Cubot, the Battelle creation, is the faster and more sophisticated of the two cube-playing robots. It can unscramble the cube in two to three minutes. While this is much faster than most humans can manage, it is well above the best human times, which are under 30 seconds.
Battelle's robot was assembled out of $7,000 worth of electronic components. It doesn't look anything like the fictional robots in ''Star Wars,'' but it rather resembles a three-dimensional letter ''U'' made of clear plastic and aluminum. It is 6 inches thick, 22 inches wide, and 17 inches high; weighs 70 pounds; and fits into a suitcase, says Robert Dyer, the head of the team of about 20 Battelle engineers who designed and built it.
''I had gotten a microprocessor chip in the mail and was wondering what I could do with it when the inspiration came,'' Mr. Dyer explains, when asked how he got the idea. ''It was just for fun. It was a chance to do something no one else had done. And, of course, I felt it would be a good public-relations demonstration of our capabilities,'' elaborates the engineer, who normally designs high-speed, automated inspection systems for military and industrial applications.
Cubot was strictly an extracurricular effort. The laboratory's only direct involvement was in purchasing the hardware. ''If you could buy this in Neiman-Marcus, it would probably cost $40,000 to $50,000,'' he figures.

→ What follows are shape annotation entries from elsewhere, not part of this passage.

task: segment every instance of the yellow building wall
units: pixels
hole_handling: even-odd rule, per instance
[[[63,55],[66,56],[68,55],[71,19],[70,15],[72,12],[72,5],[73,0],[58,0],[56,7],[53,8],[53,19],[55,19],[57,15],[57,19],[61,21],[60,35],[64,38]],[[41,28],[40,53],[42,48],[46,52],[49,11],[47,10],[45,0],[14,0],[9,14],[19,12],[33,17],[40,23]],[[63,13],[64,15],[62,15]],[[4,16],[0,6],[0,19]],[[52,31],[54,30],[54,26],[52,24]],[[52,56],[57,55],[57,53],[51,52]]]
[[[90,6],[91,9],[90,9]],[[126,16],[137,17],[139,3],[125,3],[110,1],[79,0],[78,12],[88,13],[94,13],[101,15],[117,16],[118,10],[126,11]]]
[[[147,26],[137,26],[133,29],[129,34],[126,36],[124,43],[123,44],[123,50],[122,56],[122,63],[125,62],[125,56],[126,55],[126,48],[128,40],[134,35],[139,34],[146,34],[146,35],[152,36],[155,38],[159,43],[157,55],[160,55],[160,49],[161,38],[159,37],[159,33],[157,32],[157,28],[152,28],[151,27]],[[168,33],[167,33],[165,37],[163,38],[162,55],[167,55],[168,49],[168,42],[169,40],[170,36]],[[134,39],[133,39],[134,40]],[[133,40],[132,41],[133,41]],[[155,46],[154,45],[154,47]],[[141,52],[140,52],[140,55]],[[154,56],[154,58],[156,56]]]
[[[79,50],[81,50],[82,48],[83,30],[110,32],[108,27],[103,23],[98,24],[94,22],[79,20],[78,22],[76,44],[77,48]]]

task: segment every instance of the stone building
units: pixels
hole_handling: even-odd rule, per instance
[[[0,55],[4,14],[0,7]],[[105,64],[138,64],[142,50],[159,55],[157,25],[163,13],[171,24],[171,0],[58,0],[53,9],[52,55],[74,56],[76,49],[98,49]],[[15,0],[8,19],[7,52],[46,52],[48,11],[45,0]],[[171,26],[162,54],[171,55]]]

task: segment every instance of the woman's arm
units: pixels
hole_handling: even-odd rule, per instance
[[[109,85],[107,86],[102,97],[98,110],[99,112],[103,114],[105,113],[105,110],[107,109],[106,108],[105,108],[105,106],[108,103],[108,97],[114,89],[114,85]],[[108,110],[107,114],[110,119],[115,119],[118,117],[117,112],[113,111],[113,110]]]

When Cubot is set up, it sits on the base of the ''U'' with the two legs facing upward. The infamous cube is held in the space between the legs by two mechanical claws. A bright light illuminates one side of the cube for the machine's Cyclopean eye, a color TV-camera lens.
For most people, figuring out the moves takes the most time. Not so with Cubot. The single-purpose robot first ''memorizes'' the positions of the colored faces of the cube detected by the camera. This takes about 15 to 20 seconds. Next, a separate microcomputer determines the sequence of moves necessary to solve the cube. This takes another 30 seconds. But it takes the mechanical fingers one to two minutes to rotate and twist the cube until each of the faces is a solid color.
Although Cubot is a tour de force of technological integration, the greatest design challenge was not in the glamorous areas of computer programming or fiber optics, but in the mundanely mechanical: making the claws so they would manipulate the cube properly without breaking it.
The robot was assembled completely from stock parts, and Dyer argues that it vividly demonstrates what can now be done by the thoughtful integration of existing technologies. ''Because so many people have tried Rubik's Cube, they can appreciate it more (than the industrial applications of robotics),'' he maintains.
The engineer protests he's not a Rubik's Cube addict. The most sophisticated system his section has designed so far is one that inspects 20 bullet cartridges a second. It has also developed techniques for detecting flawed roller bearings; inspection methods for the large mirrors used in the world's first solar-power tower in southern California; and a system for detecting and sorting recycled bottles that are dirty or chipped.